HIT and the Council for Scientific and Industrial Research (CSIR) technical meeting to discuss work packages one and two, the financing and procurement of the Southern Africa Development Community (SADC) Support to Industrialisation and Productive Sectors (SIPS), was held on the 18th of May 2023 on campus.
The HIT SADC-SIPS Project aims to develop safe, efficacious and quality remedies based on traditional medicines and indigenous knowledge Systems (IKS) to manage the Human Immunodeficiency Virus (HIV) and Acquired Immunodeficiency Syndrome (AIDS).
The meeting also discussed the research collaboration agreement and research ethics on medicines for HIV/AIDS treatment.
In his address to this inaugural HIT/ CSIR meeting, ahead of the execution of the objectives of the SADC-SIPS grant programme, HIT Vice Chancellor, Dr Engineer Quinton Kanhukamwe said that he was very delighted that HIT was part of the team mandated to run with this very important regional programme.
Dr Eng.
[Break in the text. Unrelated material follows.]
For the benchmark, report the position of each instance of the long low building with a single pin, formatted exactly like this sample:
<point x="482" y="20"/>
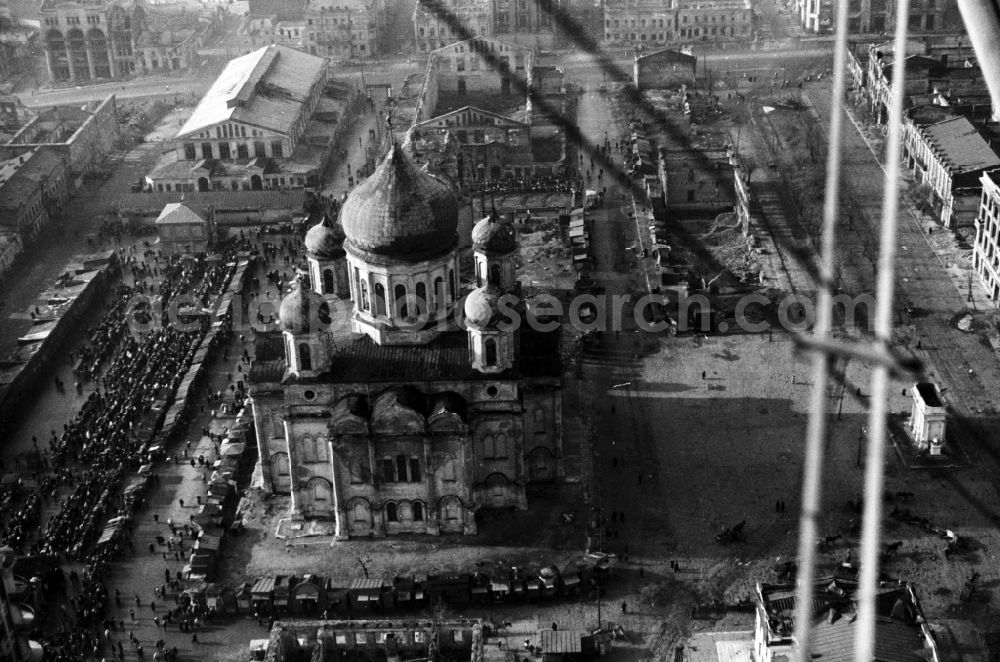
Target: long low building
<point x="230" y="207"/>
<point x="266" y="122"/>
Kanhukamwe added that there is no doubt that the outcomes envisaged from this project will bear a significant impact on the HIV/ AIDS communities of the region. “It is well known that conventional Western medicines do not always give the desired therapeutic effects, or at least when they do, there often tends to be a manifestation of some undesirable side effects as well. I have been informed that this project will build a case around medicines that have an established history of high efficacy and demonstrated safety and I am therefore extremely optimistic that this project will positively turn around the fortunes of Southern Africa, and indeed the rest of the world, in terms of HIV/AIDS management,” the HIT Vice Chancellor said.
Responding to the VC’s address, the head of the CSIR delegation and Manager for AUDA-NEPAD Agency/NEPAD SANBio and principal investigator of the project, Professor Ereck Chakauya echoed the VC’s sentiments and stressed the value of the envisaged outputs of the project.
He also expressed the need for coordinated efforts within the SADC region to tackle the HIV/AIDS pandemic. Prof Chakauya underlined that the programme was not seeking to discover entirely new medicines but to value-add and modernise traditional knowledge systems to come up with efficacious, safe and attractive medicines for contemporary times.
Prof Chakauya also expressed gratitude to the HIT Vice Chancellor for allowing the University’s members to be part of the SADC-SIPS inception meeting that was held in April 2023 and the hearty welcome the VC extended to the CSIR team on this particular visit.
The project is titled “Application of Indigenous Knowledge for Developing and Producing Remedies to Manage HIV/AIDS in Zimbabwe and Eswatini”.
CSIR members were taken on a tour of the Mbare Traditional Medicines Market where they had the opportunity to interact with sellers and some traditional medicine practitioners.